Three main optimization paths are available in PolyOpt/C. They are geared towards improving data locality for fewer data cache misses, and both coarse- and fine-grain shared memory parallelization with OpenMP. They will be applied on all Static Control Parts that were automatically detected in the input program. Program transformations are generated via the PoCC polyhedral engine.
--polyopt-fixed-tiling
This path automatically computes and applies a complex, SCoP-specific
sequence of loop transformations to enable parallel blocked (if possible) execution
of the SCoP. The default tile size is 32, and can be specified at
compile time only. Parallel loops are marked with OpenMP pragmas,
inner-most vectorizable loops are marked with ivdep pragmas. Parallel
or pipeline-parallel tile execution is achieved when tiling is possible.

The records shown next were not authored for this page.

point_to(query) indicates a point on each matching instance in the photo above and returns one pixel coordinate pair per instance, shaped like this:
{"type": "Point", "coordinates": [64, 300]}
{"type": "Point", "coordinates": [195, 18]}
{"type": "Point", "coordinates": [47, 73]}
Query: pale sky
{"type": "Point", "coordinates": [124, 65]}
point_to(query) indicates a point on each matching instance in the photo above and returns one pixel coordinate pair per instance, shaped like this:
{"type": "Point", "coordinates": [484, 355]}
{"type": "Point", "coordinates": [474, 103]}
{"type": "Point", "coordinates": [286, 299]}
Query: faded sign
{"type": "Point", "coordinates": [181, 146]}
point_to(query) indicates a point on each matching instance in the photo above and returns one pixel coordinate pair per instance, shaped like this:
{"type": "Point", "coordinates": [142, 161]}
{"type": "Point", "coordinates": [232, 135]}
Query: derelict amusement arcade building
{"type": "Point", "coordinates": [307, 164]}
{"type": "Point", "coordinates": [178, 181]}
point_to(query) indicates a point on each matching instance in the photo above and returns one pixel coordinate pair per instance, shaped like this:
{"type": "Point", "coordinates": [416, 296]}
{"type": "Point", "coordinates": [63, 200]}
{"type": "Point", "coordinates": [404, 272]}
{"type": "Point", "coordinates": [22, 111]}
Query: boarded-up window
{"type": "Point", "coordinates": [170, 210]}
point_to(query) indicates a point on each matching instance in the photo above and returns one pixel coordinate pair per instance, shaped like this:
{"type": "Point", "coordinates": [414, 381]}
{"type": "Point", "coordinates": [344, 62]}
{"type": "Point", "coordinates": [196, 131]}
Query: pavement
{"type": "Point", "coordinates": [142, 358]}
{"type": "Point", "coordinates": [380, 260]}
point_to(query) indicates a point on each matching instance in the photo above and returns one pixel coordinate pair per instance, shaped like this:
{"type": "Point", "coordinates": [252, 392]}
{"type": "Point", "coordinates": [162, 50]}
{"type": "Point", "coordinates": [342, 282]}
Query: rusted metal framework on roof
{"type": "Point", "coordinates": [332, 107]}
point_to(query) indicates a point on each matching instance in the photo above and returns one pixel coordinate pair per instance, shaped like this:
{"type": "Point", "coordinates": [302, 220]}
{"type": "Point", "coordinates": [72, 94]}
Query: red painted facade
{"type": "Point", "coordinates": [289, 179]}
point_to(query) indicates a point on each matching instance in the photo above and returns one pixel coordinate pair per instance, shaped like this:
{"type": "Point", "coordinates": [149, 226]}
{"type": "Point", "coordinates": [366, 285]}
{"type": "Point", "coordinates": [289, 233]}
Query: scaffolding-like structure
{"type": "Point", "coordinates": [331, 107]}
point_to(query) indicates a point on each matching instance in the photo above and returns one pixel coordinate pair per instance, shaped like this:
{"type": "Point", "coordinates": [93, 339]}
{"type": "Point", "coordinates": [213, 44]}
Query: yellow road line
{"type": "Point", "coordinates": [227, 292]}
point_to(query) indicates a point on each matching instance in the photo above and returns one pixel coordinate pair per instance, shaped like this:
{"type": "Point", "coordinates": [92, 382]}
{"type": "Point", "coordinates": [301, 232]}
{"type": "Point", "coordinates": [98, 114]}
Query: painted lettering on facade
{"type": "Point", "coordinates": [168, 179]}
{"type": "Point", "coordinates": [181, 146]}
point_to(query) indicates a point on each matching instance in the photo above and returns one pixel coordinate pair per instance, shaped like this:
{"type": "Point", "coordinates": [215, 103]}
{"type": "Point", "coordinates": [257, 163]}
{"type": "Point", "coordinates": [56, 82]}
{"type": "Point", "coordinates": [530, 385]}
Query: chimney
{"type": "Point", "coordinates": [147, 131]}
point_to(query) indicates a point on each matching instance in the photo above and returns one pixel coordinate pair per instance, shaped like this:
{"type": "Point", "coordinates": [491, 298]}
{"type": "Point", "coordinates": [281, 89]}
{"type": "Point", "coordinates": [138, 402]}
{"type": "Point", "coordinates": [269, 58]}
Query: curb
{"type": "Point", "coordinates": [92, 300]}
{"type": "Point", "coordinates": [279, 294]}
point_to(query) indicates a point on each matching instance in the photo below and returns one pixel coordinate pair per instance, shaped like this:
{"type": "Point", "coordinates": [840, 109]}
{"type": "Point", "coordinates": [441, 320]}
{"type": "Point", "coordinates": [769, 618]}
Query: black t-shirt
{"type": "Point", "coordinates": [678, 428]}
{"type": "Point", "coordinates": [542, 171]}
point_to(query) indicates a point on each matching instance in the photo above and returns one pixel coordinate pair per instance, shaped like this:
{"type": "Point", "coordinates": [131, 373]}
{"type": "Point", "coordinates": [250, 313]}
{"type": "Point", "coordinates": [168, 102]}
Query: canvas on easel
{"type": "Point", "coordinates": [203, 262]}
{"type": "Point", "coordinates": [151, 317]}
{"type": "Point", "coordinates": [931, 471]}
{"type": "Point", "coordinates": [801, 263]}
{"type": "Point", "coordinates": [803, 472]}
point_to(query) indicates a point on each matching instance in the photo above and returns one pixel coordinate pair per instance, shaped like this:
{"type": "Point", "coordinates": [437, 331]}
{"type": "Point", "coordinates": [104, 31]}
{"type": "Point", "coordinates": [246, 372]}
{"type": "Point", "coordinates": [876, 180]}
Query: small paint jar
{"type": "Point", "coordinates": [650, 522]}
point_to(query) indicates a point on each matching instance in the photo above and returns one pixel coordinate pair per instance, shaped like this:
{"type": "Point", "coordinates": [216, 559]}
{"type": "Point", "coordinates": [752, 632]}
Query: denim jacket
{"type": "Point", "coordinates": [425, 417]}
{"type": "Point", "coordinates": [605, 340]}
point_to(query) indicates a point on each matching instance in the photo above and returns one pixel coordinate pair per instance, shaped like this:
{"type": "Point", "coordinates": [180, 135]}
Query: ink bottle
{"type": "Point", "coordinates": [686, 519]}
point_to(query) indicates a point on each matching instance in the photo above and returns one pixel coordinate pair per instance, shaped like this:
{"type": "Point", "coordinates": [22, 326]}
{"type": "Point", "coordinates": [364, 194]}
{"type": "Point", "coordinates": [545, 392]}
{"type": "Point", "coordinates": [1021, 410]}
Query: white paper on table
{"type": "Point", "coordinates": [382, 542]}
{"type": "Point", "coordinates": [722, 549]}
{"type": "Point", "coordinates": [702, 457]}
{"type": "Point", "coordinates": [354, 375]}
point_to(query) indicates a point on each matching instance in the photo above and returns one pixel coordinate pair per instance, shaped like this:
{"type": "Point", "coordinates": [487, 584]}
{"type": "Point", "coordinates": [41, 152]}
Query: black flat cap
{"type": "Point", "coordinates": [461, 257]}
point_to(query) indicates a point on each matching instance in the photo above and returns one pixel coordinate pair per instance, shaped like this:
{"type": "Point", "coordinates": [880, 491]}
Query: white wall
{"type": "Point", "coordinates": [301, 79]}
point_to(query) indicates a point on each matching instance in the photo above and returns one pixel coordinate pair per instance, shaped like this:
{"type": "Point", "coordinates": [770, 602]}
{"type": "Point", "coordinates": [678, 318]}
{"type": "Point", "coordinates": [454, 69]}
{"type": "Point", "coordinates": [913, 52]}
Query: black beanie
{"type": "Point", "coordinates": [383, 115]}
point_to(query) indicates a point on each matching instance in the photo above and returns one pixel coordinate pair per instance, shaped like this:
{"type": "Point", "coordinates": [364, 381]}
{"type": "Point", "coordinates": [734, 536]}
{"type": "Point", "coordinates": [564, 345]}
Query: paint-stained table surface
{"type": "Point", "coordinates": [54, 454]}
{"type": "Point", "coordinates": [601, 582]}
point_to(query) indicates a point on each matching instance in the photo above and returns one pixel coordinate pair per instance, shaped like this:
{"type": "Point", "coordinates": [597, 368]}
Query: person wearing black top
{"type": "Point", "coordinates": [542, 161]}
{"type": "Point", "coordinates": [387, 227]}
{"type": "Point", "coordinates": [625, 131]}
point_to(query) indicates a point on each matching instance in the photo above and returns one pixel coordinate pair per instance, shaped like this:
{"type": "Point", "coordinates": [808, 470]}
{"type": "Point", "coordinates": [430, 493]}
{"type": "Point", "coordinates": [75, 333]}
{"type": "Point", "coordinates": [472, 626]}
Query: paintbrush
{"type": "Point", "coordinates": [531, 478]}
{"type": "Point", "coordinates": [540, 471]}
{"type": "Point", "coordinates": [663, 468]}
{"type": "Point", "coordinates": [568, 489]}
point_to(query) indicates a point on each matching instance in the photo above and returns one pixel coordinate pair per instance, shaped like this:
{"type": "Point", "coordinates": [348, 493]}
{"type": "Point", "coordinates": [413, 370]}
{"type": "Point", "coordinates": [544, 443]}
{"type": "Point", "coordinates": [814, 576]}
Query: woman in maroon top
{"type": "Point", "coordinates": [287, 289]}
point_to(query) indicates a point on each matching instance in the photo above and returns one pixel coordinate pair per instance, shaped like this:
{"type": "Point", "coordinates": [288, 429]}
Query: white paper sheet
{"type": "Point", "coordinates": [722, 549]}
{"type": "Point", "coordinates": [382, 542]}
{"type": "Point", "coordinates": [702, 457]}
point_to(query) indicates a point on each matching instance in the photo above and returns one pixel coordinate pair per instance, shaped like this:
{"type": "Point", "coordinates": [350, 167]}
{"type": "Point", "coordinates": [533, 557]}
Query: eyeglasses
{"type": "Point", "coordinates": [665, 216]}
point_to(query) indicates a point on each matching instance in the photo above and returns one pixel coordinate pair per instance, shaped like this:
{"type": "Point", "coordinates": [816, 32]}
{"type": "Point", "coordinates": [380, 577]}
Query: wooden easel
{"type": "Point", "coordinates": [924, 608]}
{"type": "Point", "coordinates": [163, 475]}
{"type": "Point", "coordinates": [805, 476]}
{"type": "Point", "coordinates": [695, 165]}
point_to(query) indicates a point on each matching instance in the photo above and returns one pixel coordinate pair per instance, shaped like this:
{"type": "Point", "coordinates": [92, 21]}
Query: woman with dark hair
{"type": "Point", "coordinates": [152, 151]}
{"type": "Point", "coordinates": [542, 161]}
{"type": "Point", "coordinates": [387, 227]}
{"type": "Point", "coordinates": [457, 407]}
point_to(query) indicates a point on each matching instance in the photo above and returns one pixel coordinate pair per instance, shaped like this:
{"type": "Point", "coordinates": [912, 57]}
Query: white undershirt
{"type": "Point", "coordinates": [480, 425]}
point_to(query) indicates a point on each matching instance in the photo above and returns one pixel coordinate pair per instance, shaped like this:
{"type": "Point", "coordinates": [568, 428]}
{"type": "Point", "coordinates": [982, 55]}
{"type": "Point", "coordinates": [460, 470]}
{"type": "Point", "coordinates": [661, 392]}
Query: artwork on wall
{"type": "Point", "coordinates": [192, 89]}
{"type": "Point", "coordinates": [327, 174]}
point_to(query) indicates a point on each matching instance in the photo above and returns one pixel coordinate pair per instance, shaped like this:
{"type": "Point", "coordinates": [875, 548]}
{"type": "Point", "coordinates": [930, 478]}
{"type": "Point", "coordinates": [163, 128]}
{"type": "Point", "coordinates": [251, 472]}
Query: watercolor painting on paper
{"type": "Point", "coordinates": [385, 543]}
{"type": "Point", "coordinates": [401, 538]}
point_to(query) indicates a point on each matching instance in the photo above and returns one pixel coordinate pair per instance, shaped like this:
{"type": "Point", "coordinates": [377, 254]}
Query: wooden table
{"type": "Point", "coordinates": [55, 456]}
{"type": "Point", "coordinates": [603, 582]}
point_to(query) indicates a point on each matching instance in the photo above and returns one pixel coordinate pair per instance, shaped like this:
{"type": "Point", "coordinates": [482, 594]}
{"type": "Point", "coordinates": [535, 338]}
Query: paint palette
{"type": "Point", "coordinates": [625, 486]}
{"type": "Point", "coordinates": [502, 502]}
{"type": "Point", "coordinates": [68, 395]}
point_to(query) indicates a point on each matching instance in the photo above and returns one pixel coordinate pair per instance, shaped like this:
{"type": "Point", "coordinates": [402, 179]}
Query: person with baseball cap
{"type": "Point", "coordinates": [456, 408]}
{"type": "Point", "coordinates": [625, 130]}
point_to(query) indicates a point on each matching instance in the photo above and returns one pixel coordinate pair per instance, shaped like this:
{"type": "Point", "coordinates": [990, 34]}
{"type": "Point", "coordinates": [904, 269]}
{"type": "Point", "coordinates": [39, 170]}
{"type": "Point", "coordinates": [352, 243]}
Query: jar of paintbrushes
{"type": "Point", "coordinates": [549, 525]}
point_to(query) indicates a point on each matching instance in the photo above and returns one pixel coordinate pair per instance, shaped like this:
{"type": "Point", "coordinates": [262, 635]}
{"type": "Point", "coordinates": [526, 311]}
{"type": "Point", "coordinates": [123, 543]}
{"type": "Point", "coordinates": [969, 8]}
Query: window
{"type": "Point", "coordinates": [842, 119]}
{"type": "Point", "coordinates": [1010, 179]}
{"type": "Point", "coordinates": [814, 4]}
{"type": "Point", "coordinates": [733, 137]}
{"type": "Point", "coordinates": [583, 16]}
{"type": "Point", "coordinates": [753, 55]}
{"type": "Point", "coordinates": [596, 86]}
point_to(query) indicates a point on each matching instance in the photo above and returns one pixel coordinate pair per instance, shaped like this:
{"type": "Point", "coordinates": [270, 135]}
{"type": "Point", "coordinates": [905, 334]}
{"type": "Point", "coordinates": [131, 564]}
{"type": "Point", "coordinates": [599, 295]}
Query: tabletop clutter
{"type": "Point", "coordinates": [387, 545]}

The Pluto module is used to compute the loop transformation sequence, in the form of a series of affine multidimensional schedules.
Giving the flag --polyopt-fixed-tiling
to PolyOpt/C is
equivalent to giving the sequence:
--polyopt-pluto-fuse-smartfuse
--polyopt-pluto-tile
--polyopt-pluto-parallel
--polyopt-pluto-prevector
--polyopt-generate-pragmas
Given the input program:
for (i = 0; i < n; i++) for (j = 0; j < n; j++) { C[i][j] *= beta; for (k = 0; k < n; k++) C[i][j] +=A[i][k] * B[k][j] * alpha; } |
One can optionally specify a file to set the tile sizes, to
override the default 32 value. This file must be called
tile.sizes
, and be stored in the current working directory. It
must contain one tile size per dimension to be tiled. For example:
$> cat tile.sizes 16 64 1 |
The result of --polyopt-fixed-tiling
on the above example, with
the specified tile.sizes
file is shown below. Note, if a
tile.sizes
file exists in the current working directory it will
always be used.
{ int c6; int c3; int c1; int c2; int c4; if (n >= 1) { #pragma omp parallel for private(c4, c2, c6) for (c1 = 0; c1 <= (((n + -1) * 16 < 0? ((16 < 0?-((-(n + -1) + 16 + 1) / 16) : -((-(n + -1) + 16 - 1) / 16))) : (n + -1) / 16)); c1++) for (c2 = 0; c2 <= (((n + -1) * 64 < 0? ((64 < 0?-((-(n + -1) + 64 + 1) / 64) : -((-(n + -1) + 64 - 1) / 64))) : (n + -1) / 64)); c2++) for (c4 = 16 * c1; c4 <= ((16 * c1 + 15 < n + -1? 16 * c1 + 15 : n + -1)); c4++) #pragma ivdep #pragma vector always for (c6 = 64 * c2; c6 <= ((64 * c2 + 63 < n + -1? 64 * c2 + 63 : n + -1)); c6++) (C[c4])[c6] *= beta; #pragma omp parallel for private(c4, c2, c3, c6) for (c1 = 0; c1 <= (((n + -1) * 16 < 0? ((16 < 0?-((-(n + -1) + 16 + 1) / 16) : -((-(n + -1) + 16 - 1) / 16))) : (n + -1) / 16)); c1++) for (c2 = 0; c2 <= (((n + -1) * 64 < 0? ((64 < 0?-((-(n + -1) + 64 + 1) / 64) : -((-(n + -1) + 64 - 1) / 64))) : (n + -1) / 64)); c2++) for (c3 = 0; c3 <= n + -1; c3++) for (c4 = 16 * c1; c4 <= ((16 * c1 + 15 < n + -1? 16 * c1 + 15 : n + -1)); c4++) #pragma ivdep #pragma vector always for (c6 = 64 * c2; c6 <= ((64 * c2 + 63 < n + -1? 64 * c2 + 63 : n + -1)); c6++) (C[c4])[c6] += ((((A[c4])[c3]) * ((B[c3])[c6])) * alpha); } } |
--polyopt-parametric-tiling
NOTE: The parametric tiling path is still experimental, and correctness of the generated code is not guaranteed in all cases. In particular, a known issue is when parametric tiling is applied on a loop nest where the outer loop is sequential (wavefront creation is required) and the inner loops are permutable but not fusable. We are working hard to fix this remaining problem.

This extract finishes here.